Il est constant que l'avocat rédacteur doit veiller à la validité et à l'efficacité de l'acte qu'il rédige. Il est également tenu d'un devoir de conseil à l'égard des contractants, notamment sur la portée de leurs engagements. À défaut, il engage sa responsabilité contractuelle à l'égard des parties à l'acte.

En l'espèce, d'après les moyens développés par les appelants, la responsabilité de Me [Z] est recherchée en sa qualité de rédacteur de l'acte de cession du 10 février 2012.

Il est relevé que les appelants fondent à tort leur action sur les articles 1112-1 et 1130 du code civil, dès lors que d'une part, ces dispositions ne sont pas applicables au litige au regard de la date du contrat de cession et que d'autre part, elles ne peuvent être utilement invoquées au soutien d'une action à l'encontre de l'avocat rédacteur, qui est un tiers au contrat.

En effet, Me [Z] n'a signé l'acte de cession qu'en qualité de séquestre.
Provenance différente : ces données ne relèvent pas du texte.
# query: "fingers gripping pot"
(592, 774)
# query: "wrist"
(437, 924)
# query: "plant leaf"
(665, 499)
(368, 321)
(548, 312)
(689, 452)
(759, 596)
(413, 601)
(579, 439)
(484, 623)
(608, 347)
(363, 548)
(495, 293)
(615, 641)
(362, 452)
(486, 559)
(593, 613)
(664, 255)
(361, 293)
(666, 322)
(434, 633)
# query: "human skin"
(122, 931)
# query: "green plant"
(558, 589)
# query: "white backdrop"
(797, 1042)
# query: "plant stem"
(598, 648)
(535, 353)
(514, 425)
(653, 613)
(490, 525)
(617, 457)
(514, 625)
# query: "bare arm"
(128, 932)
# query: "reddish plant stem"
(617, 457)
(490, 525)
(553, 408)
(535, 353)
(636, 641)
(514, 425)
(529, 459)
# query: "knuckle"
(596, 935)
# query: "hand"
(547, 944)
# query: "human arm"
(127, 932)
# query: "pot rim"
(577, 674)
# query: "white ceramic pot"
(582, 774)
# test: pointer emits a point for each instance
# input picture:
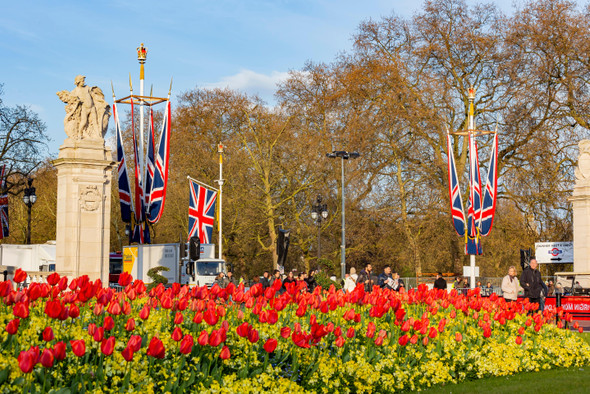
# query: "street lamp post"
(343, 155)
(29, 199)
(319, 212)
N'étant pas partie au contrat, l'action à son encontre ne peut donc ressortir que de la responsabilité contractuelle de droit commun, sur le fondement l'article 1147 du code civil, dans sa rédaction applicable au litige.

L'action en responsabilité contractuelle de l'avocat en sa qualité de rédacteur d'acte est soumise aux dispositions de l'article 2224 du code civil dans sa rédaction issue de la loi du 17 juin 2008, selon lesquelles « Les actions personnelles ou mobilières se prescrivent par cinq ans à compter du jour où le titulaire d'un droit a connu ou aurait dû connaître les faits lui permettant de l'exercer ».
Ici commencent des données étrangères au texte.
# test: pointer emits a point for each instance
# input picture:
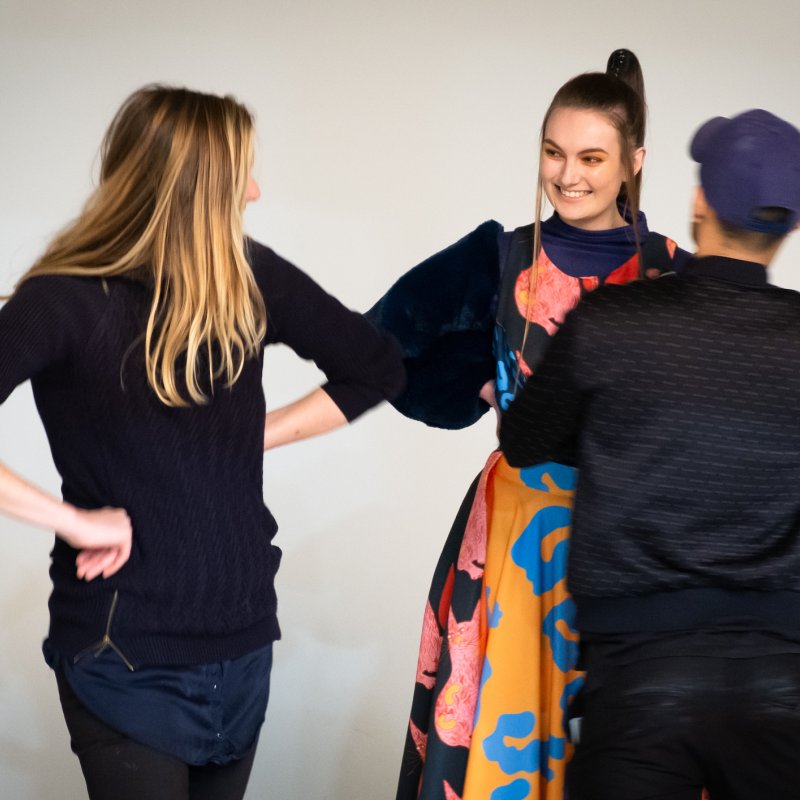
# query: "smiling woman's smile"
(581, 168)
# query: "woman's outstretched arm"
(102, 535)
(311, 415)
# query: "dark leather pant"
(664, 728)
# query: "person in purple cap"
(685, 553)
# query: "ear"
(638, 159)
(699, 204)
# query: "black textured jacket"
(679, 401)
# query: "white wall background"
(387, 130)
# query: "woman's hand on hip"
(104, 537)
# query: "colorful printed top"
(460, 316)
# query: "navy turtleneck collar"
(581, 253)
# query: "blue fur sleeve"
(442, 312)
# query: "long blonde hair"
(169, 205)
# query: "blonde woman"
(142, 329)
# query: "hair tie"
(618, 63)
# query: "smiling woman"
(582, 168)
(496, 671)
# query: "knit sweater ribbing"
(199, 586)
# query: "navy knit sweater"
(199, 585)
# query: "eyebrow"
(582, 152)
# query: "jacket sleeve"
(363, 366)
(40, 325)
(442, 312)
(543, 423)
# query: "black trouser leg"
(118, 768)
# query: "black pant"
(663, 728)
(117, 768)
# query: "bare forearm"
(312, 415)
(102, 535)
(28, 503)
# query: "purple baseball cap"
(748, 162)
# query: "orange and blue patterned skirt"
(496, 669)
En application de cet article, le point de départ du délai de prescription se situe au jour de la réalisation du dommage ou de la date à laquelle il s'est révélé à la victime, si celle-ci n'en avait pas eu précédemment connaissance.
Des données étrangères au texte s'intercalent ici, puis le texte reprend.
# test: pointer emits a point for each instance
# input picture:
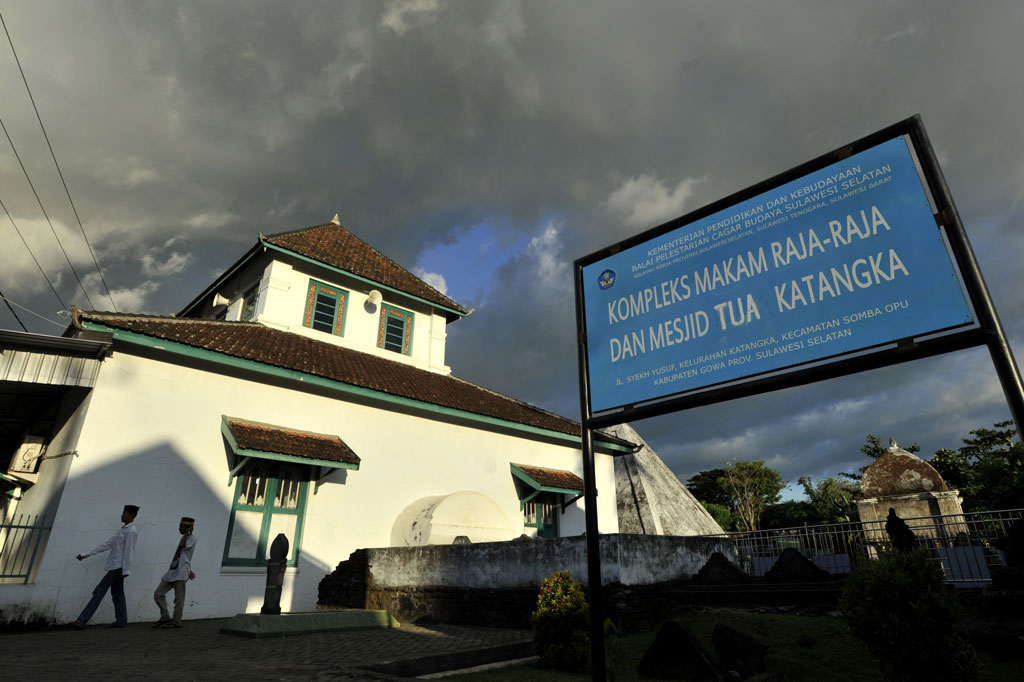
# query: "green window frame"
(268, 498)
(542, 512)
(326, 307)
(395, 331)
(249, 301)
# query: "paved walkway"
(200, 651)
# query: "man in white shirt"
(176, 577)
(122, 551)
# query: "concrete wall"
(496, 584)
(152, 437)
(630, 559)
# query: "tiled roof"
(253, 341)
(553, 477)
(268, 438)
(335, 246)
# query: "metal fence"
(962, 544)
(20, 544)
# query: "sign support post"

Le critère retenu par le législateur pour déterminer le point de départ de la prescription n'est pas la certitude du dommage mais le jour où le titulaire du droit a connu les faits lui permettant d'agir.

a. sur le point de départ du délai quinquennal

M. et Mme [G] considèrent que l'acte de cession du 10 février 2012 est lésionnaire et qu'ils ont été victimes d'un abus de confiance et d'une collusion frauduleuse entre Me [Z] et le gérant de la société Loc Maria (M. [F]), qui leur ont dissimulé l'existence de relations personnelles antérieures.

Ils reprochent donc à Me [Z] d'avoir man'uvré pour favoriser la société cessionnaire, notamment en rédigeant un acte unique pour la cession du fonds de commerce alors qu'il aurait fallu rédiger un acte portant cession des éléments du fonds, propriété des époux [G] d'une part, et un acte distinct, portant cession des éléments corporels et incorporels, propriété de la SA Biscuiterie du Blavet, locataire-gérante, d'autre part.

Ils estiment que la vente pour un prix global de 600.000 €, a permis de ne pas prendre en compte la valeur des stocks de marchandises. Dans sa plainte pénale du 14 juin 2018, M. [G] se disait également lésé en ce que le prix de cession global ne tenait pas compte de la valeur réelle de ses marques. Au total, la cession s'est faite selon eux, à un prix bien inférieur à sa valeur réelle.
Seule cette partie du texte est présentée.